With having a function hello_rook
returning a list of
status, header and body you can bind our application to a server by calling
Rook::Server$call(hello_rook)
. The rest is maintained by Rook internally
then¹. Here’s a running example:
library('Rook')
hello_rook <- function(env){
query_input <- env$QUERY_STRING
body <- paste(
'{',
'"status": 200,',
'"input":"', query_input, '",',
'}',
sep=''
)
list(
status = 200L,
headers = list(
'Content-Type' = 'application/json'
),
body = body
)
}
Rook::Server$call(hello_rook)
We’re almost finished, all pieces of the puzzle are on the table
now. To “start” your app you just have to invoke rApache
and
tell your Apache where to look for the script. Head for
your Apache config file (mine is located in /etc/apache2/
).
Add the following snippet to use rApache
to run your Rook script:
LoadModule R_module /apache/module/path/mod_R.so
<Location /hello_rook>
SetHandler r-handler
RFileHandler /home/robin/hello_rook/hello_rook.R
</Location>
If you visit http://YOUR_HOST_APACHE_WAS_BOUND_TO/hello_rook
you can inspect your sample JSON output!
If you visit http://YOUR_HOST_APACHE_WAS_BOUND_TO/hello_rook?Yeah!

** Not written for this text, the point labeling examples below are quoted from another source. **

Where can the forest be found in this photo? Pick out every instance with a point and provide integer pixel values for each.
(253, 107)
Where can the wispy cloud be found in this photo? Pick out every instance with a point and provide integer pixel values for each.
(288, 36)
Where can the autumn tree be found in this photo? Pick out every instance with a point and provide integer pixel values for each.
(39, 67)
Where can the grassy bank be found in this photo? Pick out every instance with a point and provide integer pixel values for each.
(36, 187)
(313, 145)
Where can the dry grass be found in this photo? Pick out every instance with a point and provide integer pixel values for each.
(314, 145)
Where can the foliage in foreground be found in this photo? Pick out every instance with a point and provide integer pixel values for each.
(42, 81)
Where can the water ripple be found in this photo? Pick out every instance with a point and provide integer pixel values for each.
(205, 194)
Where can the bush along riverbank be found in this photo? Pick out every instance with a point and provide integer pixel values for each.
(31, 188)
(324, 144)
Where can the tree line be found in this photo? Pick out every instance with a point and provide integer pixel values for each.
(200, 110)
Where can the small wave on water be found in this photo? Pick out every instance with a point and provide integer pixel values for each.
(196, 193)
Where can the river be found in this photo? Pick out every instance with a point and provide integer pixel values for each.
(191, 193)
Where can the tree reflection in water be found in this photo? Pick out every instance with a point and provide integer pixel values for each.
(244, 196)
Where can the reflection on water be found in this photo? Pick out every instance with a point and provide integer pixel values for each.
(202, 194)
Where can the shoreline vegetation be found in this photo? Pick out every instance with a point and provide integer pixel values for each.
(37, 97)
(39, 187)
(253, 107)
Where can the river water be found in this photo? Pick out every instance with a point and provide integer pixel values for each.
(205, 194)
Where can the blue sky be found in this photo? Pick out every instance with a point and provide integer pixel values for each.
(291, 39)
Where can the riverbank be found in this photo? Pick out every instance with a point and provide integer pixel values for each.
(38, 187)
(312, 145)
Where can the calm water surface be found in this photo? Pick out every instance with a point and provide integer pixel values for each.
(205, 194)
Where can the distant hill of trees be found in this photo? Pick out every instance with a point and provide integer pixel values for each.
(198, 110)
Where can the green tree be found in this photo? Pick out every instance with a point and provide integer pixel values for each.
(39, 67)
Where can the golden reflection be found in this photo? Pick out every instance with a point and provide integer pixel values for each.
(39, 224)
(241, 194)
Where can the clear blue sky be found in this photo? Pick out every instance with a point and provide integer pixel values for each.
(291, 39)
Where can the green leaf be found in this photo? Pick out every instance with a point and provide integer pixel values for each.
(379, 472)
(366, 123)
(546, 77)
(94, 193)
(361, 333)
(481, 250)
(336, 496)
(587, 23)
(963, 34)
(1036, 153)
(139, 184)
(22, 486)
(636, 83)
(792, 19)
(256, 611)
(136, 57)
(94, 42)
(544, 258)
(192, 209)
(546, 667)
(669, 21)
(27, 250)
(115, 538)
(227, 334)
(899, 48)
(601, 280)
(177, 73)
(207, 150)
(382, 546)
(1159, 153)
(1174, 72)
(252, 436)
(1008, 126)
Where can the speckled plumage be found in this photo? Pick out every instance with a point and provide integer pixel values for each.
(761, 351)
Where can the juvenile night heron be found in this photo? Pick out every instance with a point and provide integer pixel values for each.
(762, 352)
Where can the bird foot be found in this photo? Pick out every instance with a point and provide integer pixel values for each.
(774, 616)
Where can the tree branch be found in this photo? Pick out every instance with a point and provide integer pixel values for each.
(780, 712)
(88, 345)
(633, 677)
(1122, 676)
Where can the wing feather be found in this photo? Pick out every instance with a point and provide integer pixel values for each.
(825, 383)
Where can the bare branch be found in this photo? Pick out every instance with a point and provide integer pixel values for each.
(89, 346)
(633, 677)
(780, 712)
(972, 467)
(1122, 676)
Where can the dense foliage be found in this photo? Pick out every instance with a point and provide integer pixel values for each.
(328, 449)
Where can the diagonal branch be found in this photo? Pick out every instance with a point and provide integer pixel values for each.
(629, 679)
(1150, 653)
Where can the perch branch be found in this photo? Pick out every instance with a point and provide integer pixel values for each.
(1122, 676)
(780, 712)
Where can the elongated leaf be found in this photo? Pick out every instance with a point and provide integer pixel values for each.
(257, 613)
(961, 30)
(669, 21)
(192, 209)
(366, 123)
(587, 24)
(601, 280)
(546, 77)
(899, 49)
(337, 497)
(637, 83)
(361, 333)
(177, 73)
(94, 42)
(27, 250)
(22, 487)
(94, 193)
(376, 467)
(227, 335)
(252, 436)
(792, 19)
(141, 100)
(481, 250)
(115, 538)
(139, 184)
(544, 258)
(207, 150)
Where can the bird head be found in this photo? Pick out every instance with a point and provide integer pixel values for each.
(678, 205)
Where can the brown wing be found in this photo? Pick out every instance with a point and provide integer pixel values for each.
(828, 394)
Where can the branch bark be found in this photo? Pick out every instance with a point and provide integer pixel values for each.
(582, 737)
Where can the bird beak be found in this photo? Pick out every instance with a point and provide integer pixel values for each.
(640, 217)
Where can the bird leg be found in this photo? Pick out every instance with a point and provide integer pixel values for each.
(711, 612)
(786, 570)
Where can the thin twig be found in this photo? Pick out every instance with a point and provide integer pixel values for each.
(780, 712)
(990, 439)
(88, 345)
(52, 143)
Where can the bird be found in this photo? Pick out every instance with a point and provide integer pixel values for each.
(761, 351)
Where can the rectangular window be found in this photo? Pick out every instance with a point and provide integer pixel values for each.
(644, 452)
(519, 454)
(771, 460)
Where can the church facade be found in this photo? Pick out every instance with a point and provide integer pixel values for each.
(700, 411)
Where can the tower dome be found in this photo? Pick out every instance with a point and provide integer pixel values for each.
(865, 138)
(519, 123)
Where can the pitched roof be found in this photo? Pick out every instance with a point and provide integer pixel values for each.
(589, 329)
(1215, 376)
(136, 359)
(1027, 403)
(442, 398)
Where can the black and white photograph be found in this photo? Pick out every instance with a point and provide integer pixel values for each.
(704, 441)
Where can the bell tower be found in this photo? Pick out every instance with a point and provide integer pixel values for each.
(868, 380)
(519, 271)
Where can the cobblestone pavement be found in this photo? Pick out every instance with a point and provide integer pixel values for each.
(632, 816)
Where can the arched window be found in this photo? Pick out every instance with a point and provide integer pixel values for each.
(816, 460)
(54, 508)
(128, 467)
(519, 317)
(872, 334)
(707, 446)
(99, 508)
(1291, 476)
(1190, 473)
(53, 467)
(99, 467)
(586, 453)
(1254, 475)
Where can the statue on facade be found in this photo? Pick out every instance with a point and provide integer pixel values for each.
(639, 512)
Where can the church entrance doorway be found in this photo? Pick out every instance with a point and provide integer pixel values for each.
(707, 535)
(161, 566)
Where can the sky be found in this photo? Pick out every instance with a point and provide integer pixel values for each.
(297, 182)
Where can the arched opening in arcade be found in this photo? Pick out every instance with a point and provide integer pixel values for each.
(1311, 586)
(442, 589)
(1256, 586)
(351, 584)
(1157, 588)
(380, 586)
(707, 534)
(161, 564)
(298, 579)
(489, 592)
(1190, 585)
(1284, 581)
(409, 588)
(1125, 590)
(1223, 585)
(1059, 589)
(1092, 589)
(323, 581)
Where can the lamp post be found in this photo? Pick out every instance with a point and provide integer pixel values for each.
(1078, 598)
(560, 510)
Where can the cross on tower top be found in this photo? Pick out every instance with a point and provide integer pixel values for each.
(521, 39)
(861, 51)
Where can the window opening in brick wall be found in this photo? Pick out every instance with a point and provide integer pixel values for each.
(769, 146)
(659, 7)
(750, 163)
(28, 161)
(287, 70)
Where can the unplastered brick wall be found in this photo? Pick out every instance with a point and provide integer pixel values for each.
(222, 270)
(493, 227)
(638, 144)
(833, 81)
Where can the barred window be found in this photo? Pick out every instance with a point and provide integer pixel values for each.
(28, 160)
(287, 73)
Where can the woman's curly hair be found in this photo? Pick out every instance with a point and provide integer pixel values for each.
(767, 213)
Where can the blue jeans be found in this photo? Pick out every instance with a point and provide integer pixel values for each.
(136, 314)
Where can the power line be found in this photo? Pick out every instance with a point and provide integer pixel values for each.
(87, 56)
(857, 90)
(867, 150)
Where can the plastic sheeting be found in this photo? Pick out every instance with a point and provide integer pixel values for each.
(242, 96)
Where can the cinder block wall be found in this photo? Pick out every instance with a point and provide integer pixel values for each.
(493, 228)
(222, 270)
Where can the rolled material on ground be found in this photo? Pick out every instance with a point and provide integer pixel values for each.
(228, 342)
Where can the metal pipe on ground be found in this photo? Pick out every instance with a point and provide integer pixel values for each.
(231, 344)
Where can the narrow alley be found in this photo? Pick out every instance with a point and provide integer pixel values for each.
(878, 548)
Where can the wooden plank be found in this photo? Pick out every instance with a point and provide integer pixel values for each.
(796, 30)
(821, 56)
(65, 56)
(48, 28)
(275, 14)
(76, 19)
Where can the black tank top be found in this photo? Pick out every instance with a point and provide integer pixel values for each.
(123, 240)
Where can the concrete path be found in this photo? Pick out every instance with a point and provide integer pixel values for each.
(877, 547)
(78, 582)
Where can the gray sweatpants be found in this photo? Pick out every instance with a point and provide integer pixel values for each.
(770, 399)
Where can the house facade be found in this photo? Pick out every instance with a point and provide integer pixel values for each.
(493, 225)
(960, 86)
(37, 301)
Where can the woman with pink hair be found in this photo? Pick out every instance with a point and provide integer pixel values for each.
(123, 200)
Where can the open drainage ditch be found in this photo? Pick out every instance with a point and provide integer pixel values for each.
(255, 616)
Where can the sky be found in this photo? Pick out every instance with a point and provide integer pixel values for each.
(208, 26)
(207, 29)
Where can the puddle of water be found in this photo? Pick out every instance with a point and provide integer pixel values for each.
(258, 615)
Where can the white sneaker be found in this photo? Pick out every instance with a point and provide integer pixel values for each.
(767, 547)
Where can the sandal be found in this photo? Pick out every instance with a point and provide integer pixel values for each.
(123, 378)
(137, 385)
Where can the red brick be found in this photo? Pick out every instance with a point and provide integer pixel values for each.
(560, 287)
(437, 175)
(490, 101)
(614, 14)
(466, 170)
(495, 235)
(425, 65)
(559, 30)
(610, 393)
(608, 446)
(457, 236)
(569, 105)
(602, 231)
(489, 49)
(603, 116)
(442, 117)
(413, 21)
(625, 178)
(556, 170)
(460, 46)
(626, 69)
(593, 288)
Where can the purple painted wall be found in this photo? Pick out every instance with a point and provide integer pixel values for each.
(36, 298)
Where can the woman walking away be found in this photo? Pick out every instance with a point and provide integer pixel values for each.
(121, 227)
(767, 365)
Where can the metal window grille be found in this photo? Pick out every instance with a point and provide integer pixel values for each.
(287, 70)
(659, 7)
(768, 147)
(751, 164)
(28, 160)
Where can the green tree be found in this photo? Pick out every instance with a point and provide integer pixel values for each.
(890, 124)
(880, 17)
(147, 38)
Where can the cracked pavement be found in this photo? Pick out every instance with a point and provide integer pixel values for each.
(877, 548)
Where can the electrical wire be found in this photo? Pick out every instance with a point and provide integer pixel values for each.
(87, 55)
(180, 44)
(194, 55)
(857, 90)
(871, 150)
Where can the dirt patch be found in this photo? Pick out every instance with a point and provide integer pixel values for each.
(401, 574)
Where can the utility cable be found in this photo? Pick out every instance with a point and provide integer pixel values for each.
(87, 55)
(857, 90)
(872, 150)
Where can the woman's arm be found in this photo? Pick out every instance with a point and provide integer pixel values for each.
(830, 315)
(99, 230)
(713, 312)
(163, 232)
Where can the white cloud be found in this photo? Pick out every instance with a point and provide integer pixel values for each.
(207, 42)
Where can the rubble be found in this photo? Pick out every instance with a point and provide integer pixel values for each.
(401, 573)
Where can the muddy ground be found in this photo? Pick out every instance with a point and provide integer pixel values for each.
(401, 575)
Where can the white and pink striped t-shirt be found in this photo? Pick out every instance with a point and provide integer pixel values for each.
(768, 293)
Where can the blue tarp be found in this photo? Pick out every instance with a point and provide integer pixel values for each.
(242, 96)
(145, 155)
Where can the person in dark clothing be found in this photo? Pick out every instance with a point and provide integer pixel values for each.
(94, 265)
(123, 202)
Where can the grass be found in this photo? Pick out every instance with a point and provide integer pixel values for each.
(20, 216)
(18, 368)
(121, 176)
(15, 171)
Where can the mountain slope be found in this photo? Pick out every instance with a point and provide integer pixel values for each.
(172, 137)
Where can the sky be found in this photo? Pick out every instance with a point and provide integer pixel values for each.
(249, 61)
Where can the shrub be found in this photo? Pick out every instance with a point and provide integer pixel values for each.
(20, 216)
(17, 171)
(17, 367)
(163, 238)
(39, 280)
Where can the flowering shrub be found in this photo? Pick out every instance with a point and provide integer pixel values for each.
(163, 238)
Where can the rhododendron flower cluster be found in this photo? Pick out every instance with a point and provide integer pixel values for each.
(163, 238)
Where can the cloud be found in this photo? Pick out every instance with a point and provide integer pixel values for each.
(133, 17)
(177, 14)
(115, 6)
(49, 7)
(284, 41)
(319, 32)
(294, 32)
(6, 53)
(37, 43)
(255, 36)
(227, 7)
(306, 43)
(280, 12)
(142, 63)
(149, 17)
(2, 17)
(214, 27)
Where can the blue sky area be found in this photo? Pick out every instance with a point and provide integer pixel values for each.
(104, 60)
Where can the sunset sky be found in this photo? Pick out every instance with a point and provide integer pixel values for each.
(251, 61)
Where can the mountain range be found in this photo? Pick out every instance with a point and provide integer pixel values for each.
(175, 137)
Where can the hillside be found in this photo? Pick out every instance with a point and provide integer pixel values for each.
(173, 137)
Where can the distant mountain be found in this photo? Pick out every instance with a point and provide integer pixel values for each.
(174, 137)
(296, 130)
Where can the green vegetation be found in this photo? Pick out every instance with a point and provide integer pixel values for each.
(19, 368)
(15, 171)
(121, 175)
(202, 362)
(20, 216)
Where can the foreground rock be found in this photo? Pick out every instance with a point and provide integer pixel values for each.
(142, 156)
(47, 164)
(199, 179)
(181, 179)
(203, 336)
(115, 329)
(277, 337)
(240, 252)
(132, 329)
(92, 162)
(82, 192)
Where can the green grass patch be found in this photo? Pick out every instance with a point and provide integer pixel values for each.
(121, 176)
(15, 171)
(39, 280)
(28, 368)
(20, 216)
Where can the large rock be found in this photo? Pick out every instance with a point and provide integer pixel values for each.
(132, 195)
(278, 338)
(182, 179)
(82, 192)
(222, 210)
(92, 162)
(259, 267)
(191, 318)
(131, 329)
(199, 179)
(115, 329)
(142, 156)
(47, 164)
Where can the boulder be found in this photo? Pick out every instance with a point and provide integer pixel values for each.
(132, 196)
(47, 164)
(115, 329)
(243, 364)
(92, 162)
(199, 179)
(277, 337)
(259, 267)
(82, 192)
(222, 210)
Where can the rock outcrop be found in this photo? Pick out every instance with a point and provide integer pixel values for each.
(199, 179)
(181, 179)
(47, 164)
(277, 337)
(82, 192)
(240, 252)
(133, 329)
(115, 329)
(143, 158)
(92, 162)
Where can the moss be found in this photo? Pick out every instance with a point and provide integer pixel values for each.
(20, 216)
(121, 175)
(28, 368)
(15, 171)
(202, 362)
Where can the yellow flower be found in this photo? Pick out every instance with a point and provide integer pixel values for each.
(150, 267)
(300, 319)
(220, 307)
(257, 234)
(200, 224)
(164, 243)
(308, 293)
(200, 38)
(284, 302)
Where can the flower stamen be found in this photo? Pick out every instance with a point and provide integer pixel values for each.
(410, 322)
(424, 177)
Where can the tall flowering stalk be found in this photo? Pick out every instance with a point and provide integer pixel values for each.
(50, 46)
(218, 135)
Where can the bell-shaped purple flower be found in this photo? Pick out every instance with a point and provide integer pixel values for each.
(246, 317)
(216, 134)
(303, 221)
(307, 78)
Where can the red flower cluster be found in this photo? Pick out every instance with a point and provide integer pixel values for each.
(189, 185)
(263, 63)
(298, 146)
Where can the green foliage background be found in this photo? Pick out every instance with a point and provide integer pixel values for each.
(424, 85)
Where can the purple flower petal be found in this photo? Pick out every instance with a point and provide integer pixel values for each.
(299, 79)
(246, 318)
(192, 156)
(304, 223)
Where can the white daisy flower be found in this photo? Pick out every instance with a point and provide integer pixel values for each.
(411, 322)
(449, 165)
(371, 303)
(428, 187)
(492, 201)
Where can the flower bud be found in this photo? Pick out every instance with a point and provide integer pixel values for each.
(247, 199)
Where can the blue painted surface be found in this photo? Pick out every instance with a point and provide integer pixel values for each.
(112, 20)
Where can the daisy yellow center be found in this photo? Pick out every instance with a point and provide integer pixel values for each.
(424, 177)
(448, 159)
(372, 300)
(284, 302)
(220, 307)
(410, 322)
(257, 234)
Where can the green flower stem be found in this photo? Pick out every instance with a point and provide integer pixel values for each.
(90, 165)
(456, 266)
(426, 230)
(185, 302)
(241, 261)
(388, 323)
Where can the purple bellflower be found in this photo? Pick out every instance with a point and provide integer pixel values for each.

your JSON input should have reflected your query input “Yeah!”.
The problem I’m currently working on is passing data into the R application. You can simply put large CSV files onto the server, loading them with R is pretty natural. But up to now I have not tried to catch and parse POST requests with Rook. R is able to maintain a database connection (e.g. with Postgres), too, but that’s another undiscovered (yet interesting!) area for me 😉
Thanks for reading and happy coding!
¹) In fact I’m not really certain how this works. So finally I decided to document it how I understood it. Maybe that information is not 100% correct. If you know better, I’d be happy if you’d tell me.